続くゆかの演技で一番手に出た萱は「航平さんの後に僕がゆかだったので、ここで大崩れするわけにいかないと切り替えた。本当に耐えて耐えてつなぐというところが僕自身の気持ちにあったので、いつも通りの演技を目指した」と冷静だった。
谷川は「航平さんなら、お前ら切り替えろよと思っているはず。航平さんのためにも、思いを背負って切り替えようと思った」と振り返った。
最も若い北園は「あらためて全員がピリッとしたし、その後は航平さんに『お前らすげぇな』とずっと言ってもらっていた。本当に応援してくれていると感じた」と話した。

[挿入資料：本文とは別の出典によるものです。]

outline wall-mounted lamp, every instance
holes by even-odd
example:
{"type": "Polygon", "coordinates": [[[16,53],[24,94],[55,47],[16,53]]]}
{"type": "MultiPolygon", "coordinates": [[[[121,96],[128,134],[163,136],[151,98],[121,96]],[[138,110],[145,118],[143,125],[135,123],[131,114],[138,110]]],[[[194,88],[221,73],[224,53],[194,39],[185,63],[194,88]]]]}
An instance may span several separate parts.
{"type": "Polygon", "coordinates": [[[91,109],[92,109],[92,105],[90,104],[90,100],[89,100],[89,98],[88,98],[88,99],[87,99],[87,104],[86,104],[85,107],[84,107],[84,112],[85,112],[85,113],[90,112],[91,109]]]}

橋本は「航平さん自身、一番調整してきて一番鉄棒に時間をかけてきたが、ここで失敗。でも同じ人間ですから。いくら練習しても結果がイコールになるとは限らない」と心中をおもんぱかるように言った。
内村の“不屈の魂”が継承された先の“最高の演技”
こうして迎えた2日後の団体総合決勝。日本は最初の種目であるゆかで北園と橋本が14・600点、谷川が14・500点と最高の滑り出しを見せ、ミスの出た中国などを上回り首位スタートを切った。
ミスの出やすい種目である2種目のあん馬では萱が安定感抜群の演技で先陣を切り、橋本と北園もスピード感のある旋回で勢いを見せた。
あん馬からスタートし、2種目めのつり輪以降に想定以上の高得点を連発していったROCに総合得点で抜かれたが、その後も自分たちを信じ、自分たちの演技をすることだけに集中。5種目めの平行棒を終えた時点では中国にも抜かれて3位に順位を下げていたが、4人の心は「あきらめない」という思いで一致していた。
北京五輪、ロンドン五輪、リオ五輪で何度も逆転劇を演じてきた内村の不屈の魂が、言葉を必要とすることもなく自然と継承されているようだった。
だからこそ、最後の鉄棒にドラマが待っていた。一番手の萱は着地で弾んだものの14.200点にまとめ、続く北園は14.500点。中国の3人が14点台前半にとどまった時点で日本の2位以上が濃厚になり、最後の演技者である橋本にメダルの色が託された。
首位をいくROCを上回るには、最低でも15点以上の高得点が必要と見られる状況だったが、橋本に臆する様子はまったくない。19歳の新エースは離れ技の連続をしっかり決め、着地を完璧に止めた。計り知れないプレッシャーをものともせず、最高の演技をした橋本を迎え、仲間たちは抱き合って互いを称えた。